Marriage, murder, masala dosa
Jayaraj Sivan, July 19, 2019: The Times of India
With inputs from A Subramani and Rajesh Chandramouli
If the dosa almost has the status of national dish today, some of the credit goes to P Rajagopal, a school dropout who started as a cleaner in a restaurant and went on to establish India’s answer to McDonalds. Saravana Bhavan, his restaurant chain which now extends from Madras to Manhattan, became a global startup when few were even aware of the term. However, there was as much masala in his life as the crispy dosas his outlets dished out.
The drama unfolded in 2001 when Rajagopal decided to take a third wife.

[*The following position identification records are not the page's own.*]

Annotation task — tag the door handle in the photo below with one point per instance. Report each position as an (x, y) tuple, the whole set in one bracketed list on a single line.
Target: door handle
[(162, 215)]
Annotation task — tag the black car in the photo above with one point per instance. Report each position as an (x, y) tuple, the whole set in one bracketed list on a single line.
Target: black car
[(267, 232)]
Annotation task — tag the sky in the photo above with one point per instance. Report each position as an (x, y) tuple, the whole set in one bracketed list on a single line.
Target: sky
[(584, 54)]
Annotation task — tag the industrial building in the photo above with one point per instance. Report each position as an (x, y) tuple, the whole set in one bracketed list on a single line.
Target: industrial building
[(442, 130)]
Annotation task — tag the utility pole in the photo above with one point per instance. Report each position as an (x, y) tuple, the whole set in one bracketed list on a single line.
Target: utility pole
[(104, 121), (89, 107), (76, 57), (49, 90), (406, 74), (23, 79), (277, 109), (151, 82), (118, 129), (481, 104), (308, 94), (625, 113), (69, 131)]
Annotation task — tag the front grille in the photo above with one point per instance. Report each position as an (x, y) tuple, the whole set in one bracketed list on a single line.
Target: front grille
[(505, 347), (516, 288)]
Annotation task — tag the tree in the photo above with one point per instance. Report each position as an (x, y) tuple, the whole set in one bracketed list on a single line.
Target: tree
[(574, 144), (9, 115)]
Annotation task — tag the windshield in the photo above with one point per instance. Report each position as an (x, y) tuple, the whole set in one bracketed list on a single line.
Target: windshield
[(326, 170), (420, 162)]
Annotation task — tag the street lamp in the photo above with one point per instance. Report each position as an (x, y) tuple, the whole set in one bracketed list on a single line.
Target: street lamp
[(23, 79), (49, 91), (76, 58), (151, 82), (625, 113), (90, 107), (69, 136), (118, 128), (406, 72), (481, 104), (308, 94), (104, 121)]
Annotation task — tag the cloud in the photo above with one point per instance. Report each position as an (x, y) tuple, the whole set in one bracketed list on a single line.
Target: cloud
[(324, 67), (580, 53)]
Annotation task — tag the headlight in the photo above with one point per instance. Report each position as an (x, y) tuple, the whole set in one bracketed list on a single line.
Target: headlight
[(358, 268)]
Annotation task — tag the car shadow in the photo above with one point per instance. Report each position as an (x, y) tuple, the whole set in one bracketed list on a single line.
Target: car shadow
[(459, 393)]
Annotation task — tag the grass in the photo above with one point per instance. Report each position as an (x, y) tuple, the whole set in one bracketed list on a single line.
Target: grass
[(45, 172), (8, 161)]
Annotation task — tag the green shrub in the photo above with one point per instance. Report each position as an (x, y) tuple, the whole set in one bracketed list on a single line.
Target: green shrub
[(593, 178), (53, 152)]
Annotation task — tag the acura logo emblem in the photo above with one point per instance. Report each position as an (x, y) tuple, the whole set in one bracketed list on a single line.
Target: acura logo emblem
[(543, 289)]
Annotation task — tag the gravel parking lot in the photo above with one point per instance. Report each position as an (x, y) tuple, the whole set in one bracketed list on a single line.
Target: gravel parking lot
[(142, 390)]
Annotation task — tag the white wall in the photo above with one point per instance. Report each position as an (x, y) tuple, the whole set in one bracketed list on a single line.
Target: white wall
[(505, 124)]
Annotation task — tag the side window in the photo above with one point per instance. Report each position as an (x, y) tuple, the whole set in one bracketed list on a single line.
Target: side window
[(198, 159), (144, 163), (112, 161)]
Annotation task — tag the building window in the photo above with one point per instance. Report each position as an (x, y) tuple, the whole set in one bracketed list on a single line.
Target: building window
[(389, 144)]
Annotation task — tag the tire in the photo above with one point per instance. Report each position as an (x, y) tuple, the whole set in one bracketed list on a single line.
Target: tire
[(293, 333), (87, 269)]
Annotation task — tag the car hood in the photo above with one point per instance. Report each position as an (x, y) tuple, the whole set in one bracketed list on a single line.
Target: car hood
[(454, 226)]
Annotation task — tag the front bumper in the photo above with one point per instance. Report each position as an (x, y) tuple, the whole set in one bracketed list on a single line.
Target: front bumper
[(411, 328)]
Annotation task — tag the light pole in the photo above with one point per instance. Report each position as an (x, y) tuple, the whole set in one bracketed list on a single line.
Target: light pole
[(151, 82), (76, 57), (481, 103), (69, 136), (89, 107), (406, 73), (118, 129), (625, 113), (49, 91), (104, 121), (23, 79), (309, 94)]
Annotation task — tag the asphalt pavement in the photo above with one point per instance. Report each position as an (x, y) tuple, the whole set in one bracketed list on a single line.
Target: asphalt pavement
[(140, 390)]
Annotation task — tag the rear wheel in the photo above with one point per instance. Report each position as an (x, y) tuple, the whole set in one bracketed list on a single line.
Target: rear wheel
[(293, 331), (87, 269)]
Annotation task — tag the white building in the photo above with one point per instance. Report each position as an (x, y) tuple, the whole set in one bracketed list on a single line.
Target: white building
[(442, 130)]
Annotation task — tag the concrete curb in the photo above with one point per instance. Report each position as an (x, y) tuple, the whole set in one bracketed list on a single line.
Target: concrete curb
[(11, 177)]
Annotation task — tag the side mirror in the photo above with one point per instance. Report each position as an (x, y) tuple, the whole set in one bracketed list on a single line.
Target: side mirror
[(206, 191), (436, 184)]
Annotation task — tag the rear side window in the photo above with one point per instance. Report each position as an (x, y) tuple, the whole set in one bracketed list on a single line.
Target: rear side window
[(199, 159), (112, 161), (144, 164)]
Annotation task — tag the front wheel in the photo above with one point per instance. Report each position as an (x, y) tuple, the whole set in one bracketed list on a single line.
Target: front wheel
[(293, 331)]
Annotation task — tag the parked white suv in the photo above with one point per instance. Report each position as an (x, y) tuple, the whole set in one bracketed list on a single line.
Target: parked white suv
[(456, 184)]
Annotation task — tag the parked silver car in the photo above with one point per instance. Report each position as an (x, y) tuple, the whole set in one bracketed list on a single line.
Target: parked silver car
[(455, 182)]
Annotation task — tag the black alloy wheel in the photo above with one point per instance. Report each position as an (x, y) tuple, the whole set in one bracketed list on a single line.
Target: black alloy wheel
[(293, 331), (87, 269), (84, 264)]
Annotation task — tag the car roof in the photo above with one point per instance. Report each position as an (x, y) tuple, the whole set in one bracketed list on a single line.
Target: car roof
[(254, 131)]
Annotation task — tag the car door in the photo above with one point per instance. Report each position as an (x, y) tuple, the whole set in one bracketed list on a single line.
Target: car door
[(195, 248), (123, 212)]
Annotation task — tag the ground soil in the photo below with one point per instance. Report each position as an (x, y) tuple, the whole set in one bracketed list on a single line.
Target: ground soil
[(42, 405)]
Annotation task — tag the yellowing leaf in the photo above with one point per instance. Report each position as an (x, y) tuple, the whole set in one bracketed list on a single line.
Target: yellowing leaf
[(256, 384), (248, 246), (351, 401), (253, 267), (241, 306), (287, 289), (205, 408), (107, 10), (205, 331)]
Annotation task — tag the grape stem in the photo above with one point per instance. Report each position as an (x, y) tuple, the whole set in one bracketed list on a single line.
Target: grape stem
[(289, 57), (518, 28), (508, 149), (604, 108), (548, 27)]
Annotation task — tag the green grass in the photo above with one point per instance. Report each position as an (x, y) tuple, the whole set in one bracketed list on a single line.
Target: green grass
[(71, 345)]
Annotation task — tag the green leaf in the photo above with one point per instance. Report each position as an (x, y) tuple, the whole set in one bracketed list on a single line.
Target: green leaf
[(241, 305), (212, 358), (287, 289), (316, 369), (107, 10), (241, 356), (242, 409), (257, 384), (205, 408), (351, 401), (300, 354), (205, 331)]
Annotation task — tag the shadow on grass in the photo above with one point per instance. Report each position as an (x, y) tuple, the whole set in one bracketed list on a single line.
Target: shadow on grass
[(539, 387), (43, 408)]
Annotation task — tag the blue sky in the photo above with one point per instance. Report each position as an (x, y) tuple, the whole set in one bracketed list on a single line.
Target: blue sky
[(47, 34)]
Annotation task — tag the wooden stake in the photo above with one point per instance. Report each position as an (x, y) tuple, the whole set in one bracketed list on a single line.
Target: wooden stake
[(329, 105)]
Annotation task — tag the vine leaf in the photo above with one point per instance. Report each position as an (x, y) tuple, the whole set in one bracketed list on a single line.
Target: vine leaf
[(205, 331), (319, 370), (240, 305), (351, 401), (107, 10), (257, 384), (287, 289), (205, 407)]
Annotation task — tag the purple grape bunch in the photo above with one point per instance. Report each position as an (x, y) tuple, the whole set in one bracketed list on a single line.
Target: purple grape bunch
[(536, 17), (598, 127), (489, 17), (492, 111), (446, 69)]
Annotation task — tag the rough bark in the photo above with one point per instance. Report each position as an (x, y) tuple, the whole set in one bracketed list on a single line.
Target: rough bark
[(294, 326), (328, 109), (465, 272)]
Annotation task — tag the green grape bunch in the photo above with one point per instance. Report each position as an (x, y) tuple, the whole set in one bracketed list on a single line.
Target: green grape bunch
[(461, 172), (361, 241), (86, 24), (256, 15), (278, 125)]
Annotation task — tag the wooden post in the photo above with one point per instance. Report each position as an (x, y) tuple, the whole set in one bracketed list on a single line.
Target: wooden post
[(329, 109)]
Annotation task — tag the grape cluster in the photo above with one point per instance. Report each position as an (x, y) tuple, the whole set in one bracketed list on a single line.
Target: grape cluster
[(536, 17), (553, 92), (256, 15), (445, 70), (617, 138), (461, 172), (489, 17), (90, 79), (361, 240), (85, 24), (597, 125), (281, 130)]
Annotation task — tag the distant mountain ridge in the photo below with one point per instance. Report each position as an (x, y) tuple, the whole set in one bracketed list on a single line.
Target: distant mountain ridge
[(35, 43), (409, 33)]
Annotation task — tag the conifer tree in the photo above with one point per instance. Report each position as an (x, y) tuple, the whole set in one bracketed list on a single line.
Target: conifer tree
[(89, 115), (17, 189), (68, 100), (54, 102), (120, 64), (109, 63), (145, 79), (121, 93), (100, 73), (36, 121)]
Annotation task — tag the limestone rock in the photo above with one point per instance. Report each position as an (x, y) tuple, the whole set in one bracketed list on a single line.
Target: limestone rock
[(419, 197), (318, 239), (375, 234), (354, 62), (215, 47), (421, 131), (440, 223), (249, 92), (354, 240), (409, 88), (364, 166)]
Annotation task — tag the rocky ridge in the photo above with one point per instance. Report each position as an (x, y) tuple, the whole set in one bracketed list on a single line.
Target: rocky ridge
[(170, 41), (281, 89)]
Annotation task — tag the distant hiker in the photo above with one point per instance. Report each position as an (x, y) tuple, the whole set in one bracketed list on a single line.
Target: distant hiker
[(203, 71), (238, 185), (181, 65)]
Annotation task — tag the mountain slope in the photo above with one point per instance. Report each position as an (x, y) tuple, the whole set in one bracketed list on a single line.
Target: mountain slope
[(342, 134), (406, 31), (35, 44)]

The only problem: the young woman he set his eyes on, Jeevajothi, was already married to one Prince Shanthakumar. Rajagopal went to the extent of engaging a black magician to make Jeevajothi, daughter of one of his managers, hate her husband, and tried everything from lavish gifts to threats. When all that failed, Rajagopal arranged for some of his employees to take out a hit on Shanthakumar. “Either being besotted with Jeevajothi or being advised by astrologer, P Rajagopal had evinced keen desire to marry her as his third wife, even though she was already married to Prince Shanthakumar” – This opening sentence quoting the FIR, set the tone for the high court’s damning verdict imposing a life sentence on Rajagopal in 2009.
However, even ten years later, the ‘dosa king’ had not spent a day in prison. In March this year, the apex court confirmed the life term, giving him time till July 7 to surrender. Rajagopal made a last-ditch effort to stave off surrender when he moved the Supreme Court again on July 8. By then, he had lost so much credibility that a bench headed by Justice N V Ramana rejected his request, saying his ‘illness’ was not raised before the court during the hearing of the appeal. Left with no option, Rajagopal was brought on a stretcher for surrender on July 9, and was taken to Stanley government hospital instead of jail on health grounds. There was skepticism when his son Saravanan again moved the high court seeking permission to take Rajagopal to a private hospital saying doctors at Stanley had changed his medication, owing to which his condition had worsened. The court allowed him treatment at Vijaya hospital where he met his end.
His beginnings were humble. A farmer’s son, Rajagopal left his native village Punnaiyadi (now rechristened as Punnai Nagar) as a young boy. After a few months as a cleaner at a restaurant, he joined his uncle’s grocery shop in Chennai as a helper. He then tried his luck at business – first with a small grocery shop in Ashok Nagar in the 70s and then a departmental store. Four years later, Rajagopal, who was from the Nadar community, made a foray into a turf Brahmins considered their own – vegetarian food. The first Saravana outlet came up at K K Nagar in Chennai in 1981. Today, it has 27 branches in India, with 20 of them in Chennai alone. The group has branches in 23 other countries such as the US, UK and Australia, giving the diaspora there a familiar taste of home.
Both the conviction and competition have taken the sheen off Saravana. However, for employees, Rajagopal will always be Annachi — elder brother. “Annachi’s biggest contribution was standardising taste of food across all outlets,” said G Selvaraj, who worked with Rajagopal for 37 long years. “Apart from salary, which was always higher than the competition, he paid us rent, education allowance for our wards and medical allowance for us and our parents,” added Selvaraj.